Remember those dark days before ONIX standards, search
inside the jacket, or even picture of the jacket?
Contextual data , or as it in know, Metadata, is produced to
help consumers find the book, validate it and also to promote it. When the physical
bookshelf was the only option, then we relied heavily on the touchie, feely
approach and the promotional sell was to the bookshop. After all,'if it isn’t on
the shelf you can’t sell it' and bookstores often have finite shelf space at all
levels. Then came the internet and it wasn’t so much about getting it on the
shelf, but making it visible amongst the hundreds of thousand others. The onus
shifted from supplying the retailer with basic information to supplying the
consumer with rich information. Now we
are entering a new phase where the book starts to promote itself and it only
the consumer that counts.
The new industry metadata standard (ONIX), has helped define
the basic metadata and also its adoption across the supply chain. It served the
intermediary world well , but is it enough in a consumer only world where
titles are effectively on consignment and don’t have to be sold to the retailer?
Many will argue that standards and agreed data structures are
a must and without them books will just be lost in the new virtual space.
Others will counter saying that they all too often act as a straight jacket and
are still supply chain focused and not consumer orientated. Somewhere in
between lies the reality, the challenge and the opportunity.

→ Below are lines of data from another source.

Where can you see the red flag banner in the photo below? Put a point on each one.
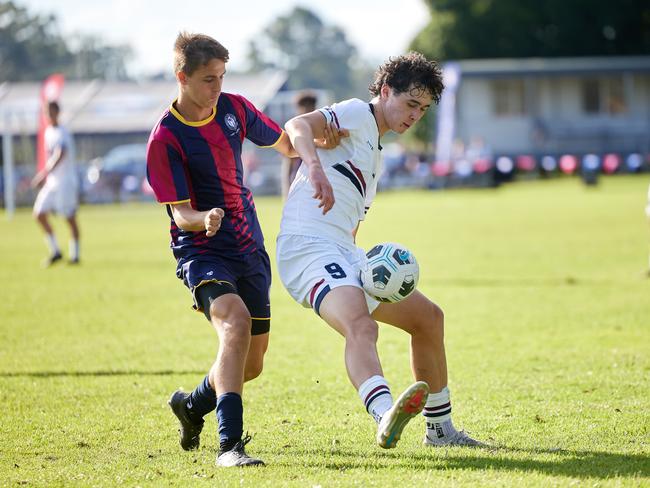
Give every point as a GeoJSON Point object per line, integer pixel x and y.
{"type": "Point", "coordinates": [50, 91]}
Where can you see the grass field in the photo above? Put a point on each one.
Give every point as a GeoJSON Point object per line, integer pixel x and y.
{"type": "Point", "coordinates": [547, 331]}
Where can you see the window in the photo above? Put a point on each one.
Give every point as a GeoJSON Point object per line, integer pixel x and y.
{"type": "Point", "coordinates": [509, 97]}
{"type": "Point", "coordinates": [603, 96]}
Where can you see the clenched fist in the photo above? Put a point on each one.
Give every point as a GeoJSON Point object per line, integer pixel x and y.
{"type": "Point", "coordinates": [212, 221]}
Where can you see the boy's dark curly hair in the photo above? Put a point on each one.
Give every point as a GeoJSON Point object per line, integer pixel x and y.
{"type": "Point", "coordinates": [410, 71]}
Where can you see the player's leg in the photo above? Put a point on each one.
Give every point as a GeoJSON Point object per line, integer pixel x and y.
{"type": "Point", "coordinates": [42, 206]}
{"type": "Point", "coordinates": [345, 309]}
{"type": "Point", "coordinates": [423, 320]}
{"type": "Point", "coordinates": [232, 321]}
{"type": "Point", "coordinates": [74, 238]}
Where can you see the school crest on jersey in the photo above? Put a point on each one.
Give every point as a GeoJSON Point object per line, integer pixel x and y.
{"type": "Point", "coordinates": [231, 123]}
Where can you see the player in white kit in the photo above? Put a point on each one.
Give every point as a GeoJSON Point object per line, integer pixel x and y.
{"type": "Point", "coordinates": [319, 262]}
{"type": "Point", "coordinates": [59, 186]}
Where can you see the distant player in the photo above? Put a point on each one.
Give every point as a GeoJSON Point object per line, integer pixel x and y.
{"type": "Point", "coordinates": [58, 180]}
{"type": "Point", "coordinates": [305, 103]}
{"type": "Point", "coordinates": [194, 167]}
{"type": "Point", "coordinates": [647, 214]}
{"type": "Point", "coordinates": [319, 262]}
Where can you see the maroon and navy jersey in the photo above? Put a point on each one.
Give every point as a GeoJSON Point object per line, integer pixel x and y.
{"type": "Point", "coordinates": [200, 162]}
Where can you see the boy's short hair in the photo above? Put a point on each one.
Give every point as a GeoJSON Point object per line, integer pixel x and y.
{"type": "Point", "coordinates": [191, 51]}
{"type": "Point", "coordinates": [409, 71]}
{"type": "Point", "coordinates": [306, 100]}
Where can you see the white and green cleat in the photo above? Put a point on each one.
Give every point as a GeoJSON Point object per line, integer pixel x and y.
{"type": "Point", "coordinates": [408, 405]}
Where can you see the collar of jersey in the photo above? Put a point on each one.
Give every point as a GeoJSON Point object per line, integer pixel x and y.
{"type": "Point", "coordinates": [198, 123]}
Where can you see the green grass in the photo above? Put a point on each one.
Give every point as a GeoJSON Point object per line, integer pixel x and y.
{"type": "Point", "coordinates": [547, 331]}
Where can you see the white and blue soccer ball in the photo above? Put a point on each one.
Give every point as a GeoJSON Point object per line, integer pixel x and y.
{"type": "Point", "coordinates": [391, 273]}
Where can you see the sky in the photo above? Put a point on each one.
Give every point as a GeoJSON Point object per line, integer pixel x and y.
{"type": "Point", "coordinates": [377, 28]}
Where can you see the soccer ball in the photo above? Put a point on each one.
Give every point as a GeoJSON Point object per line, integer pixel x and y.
{"type": "Point", "coordinates": [391, 273]}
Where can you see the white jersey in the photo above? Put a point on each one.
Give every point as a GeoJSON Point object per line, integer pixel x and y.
{"type": "Point", "coordinates": [64, 172]}
{"type": "Point", "coordinates": [353, 169]}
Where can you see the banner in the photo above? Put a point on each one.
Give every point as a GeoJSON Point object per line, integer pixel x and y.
{"type": "Point", "coordinates": [50, 92]}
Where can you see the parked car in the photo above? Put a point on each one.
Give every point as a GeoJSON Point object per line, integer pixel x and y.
{"type": "Point", "coordinates": [119, 175]}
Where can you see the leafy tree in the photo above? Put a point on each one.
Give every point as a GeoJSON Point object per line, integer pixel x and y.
{"type": "Point", "coordinates": [461, 29]}
{"type": "Point", "coordinates": [314, 55]}
{"type": "Point", "coordinates": [31, 48]}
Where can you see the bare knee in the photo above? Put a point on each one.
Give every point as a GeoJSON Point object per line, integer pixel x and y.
{"type": "Point", "coordinates": [254, 367]}
{"type": "Point", "coordinates": [234, 327]}
{"type": "Point", "coordinates": [363, 330]}
{"type": "Point", "coordinates": [429, 322]}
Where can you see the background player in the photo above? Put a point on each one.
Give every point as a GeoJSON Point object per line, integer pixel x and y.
{"type": "Point", "coordinates": [305, 103]}
{"type": "Point", "coordinates": [59, 184]}
{"type": "Point", "coordinates": [194, 167]}
{"type": "Point", "coordinates": [319, 262]}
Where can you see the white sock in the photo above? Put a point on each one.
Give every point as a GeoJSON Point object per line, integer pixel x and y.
{"type": "Point", "coordinates": [437, 412]}
{"type": "Point", "coordinates": [375, 395]}
{"type": "Point", "coordinates": [50, 239]}
{"type": "Point", "coordinates": [74, 249]}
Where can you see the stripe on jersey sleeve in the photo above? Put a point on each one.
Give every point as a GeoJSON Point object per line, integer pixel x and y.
{"type": "Point", "coordinates": [165, 171]}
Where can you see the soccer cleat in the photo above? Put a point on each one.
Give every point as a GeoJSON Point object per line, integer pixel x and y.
{"type": "Point", "coordinates": [408, 405]}
{"type": "Point", "coordinates": [456, 439]}
{"type": "Point", "coordinates": [52, 259]}
{"type": "Point", "coordinates": [237, 456]}
{"type": "Point", "coordinates": [189, 431]}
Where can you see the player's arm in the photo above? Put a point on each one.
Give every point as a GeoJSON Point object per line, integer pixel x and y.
{"type": "Point", "coordinates": [57, 156]}
{"type": "Point", "coordinates": [192, 220]}
{"type": "Point", "coordinates": [302, 131]}
{"type": "Point", "coordinates": [329, 139]}
{"type": "Point", "coordinates": [354, 232]}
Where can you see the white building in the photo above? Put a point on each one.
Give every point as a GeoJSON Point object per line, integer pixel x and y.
{"type": "Point", "coordinates": [558, 105]}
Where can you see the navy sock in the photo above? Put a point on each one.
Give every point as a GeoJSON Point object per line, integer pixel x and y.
{"type": "Point", "coordinates": [202, 400]}
{"type": "Point", "coordinates": [230, 414]}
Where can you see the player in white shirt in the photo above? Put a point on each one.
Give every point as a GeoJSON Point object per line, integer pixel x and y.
{"type": "Point", "coordinates": [319, 262]}
{"type": "Point", "coordinates": [59, 186]}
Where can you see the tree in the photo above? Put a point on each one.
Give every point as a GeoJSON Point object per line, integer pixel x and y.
{"type": "Point", "coordinates": [31, 48]}
{"type": "Point", "coordinates": [462, 29]}
{"type": "Point", "coordinates": [313, 54]}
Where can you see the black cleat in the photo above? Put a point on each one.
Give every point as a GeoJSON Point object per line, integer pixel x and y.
{"type": "Point", "coordinates": [54, 258]}
{"type": "Point", "coordinates": [237, 456]}
{"type": "Point", "coordinates": [189, 431]}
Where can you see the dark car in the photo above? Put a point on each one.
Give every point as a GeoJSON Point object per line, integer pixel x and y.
{"type": "Point", "coordinates": [118, 176]}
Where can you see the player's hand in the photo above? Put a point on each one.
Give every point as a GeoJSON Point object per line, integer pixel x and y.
{"type": "Point", "coordinates": [39, 179]}
{"type": "Point", "coordinates": [331, 137]}
{"type": "Point", "coordinates": [322, 188]}
{"type": "Point", "coordinates": [212, 221]}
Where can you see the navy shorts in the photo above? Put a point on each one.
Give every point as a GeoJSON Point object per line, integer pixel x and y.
{"type": "Point", "coordinates": [248, 276]}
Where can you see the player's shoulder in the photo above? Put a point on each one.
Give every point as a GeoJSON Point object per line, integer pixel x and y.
{"type": "Point", "coordinates": [163, 131]}
{"type": "Point", "coordinates": [351, 113]}
{"type": "Point", "coordinates": [233, 99]}
{"type": "Point", "coordinates": [352, 105]}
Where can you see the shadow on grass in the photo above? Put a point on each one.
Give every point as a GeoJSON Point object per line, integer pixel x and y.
{"type": "Point", "coordinates": [54, 374]}
{"type": "Point", "coordinates": [573, 464]}
{"type": "Point", "coordinates": [510, 282]}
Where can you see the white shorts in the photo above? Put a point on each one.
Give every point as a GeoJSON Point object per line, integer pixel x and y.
{"type": "Point", "coordinates": [310, 267]}
{"type": "Point", "coordinates": [58, 198]}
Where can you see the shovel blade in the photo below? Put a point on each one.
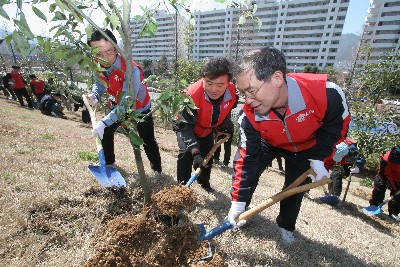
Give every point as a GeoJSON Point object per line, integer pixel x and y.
{"type": "Point", "coordinates": [330, 200]}
{"type": "Point", "coordinates": [372, 210]}
{"type": "Point", "coordinates": [108, 176]}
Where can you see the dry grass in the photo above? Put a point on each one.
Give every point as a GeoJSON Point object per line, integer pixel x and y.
{"type": "Point", "coordinates": [52, 211]}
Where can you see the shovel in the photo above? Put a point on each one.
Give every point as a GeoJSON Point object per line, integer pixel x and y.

One of the greatest constraints the standards give us is on genre
classification. We appear to have created the standard ‘tree, branch, twig’ hierarchical
approach to genre classification. This was great when you had one book and only
had one slot in a bookstore to display it, but is it really as relevant in a virtual
bookstore with infinite shelf space where the book can sit in literally
thousands of relevant slots? Is it relevant when digital content itself can
define in which genres it belongs? Is it relevant to the consumer who is
constantly finding and redefining genre and can’t wait for the standards bodies
to endorse the name? After all, by the time new vocabulary is defined in the authoritative
dictionaries, it already has been widely adopted and used.
So we now have a truly ‘mixed’ economy comprising, physical
books sold through physical stores, physical books sold through digital stores
and digital books sold through digital stores. Should the same construct serve
all three channels, or should the physical model act as a loose base, but we
adopt more appropriate and consumer facing methods for the digital world?
Amazon Kindle only allows two ‘dry’ classifications and
seven keywords, Kobo is more tolerant and PubIt is only just about to finally
go international.
Are genres truly hierarchical or now lateral? Are keywords
now more important than the headline genre? Do we find ‘books like’ through
sales or more sophisticated means? Do we enable keywords to be excluded as well
as included? How do we express multiple demographic appeal? How do we rate relevance?
How do we rate or harness genuine reviews? How do we use the content itself to
define its appeal? Do new books always come before older ones?
We don’t have the answers, but we do realise that today’s
cumbersome expressions are frustratingly restrictive and far from being engaging
and in some cases relevant. They provide a base in the digital world, but sadly
not much else.
Today, finding a new unknown title in these silos, is like
finding a digital needle in a giant digital haystack.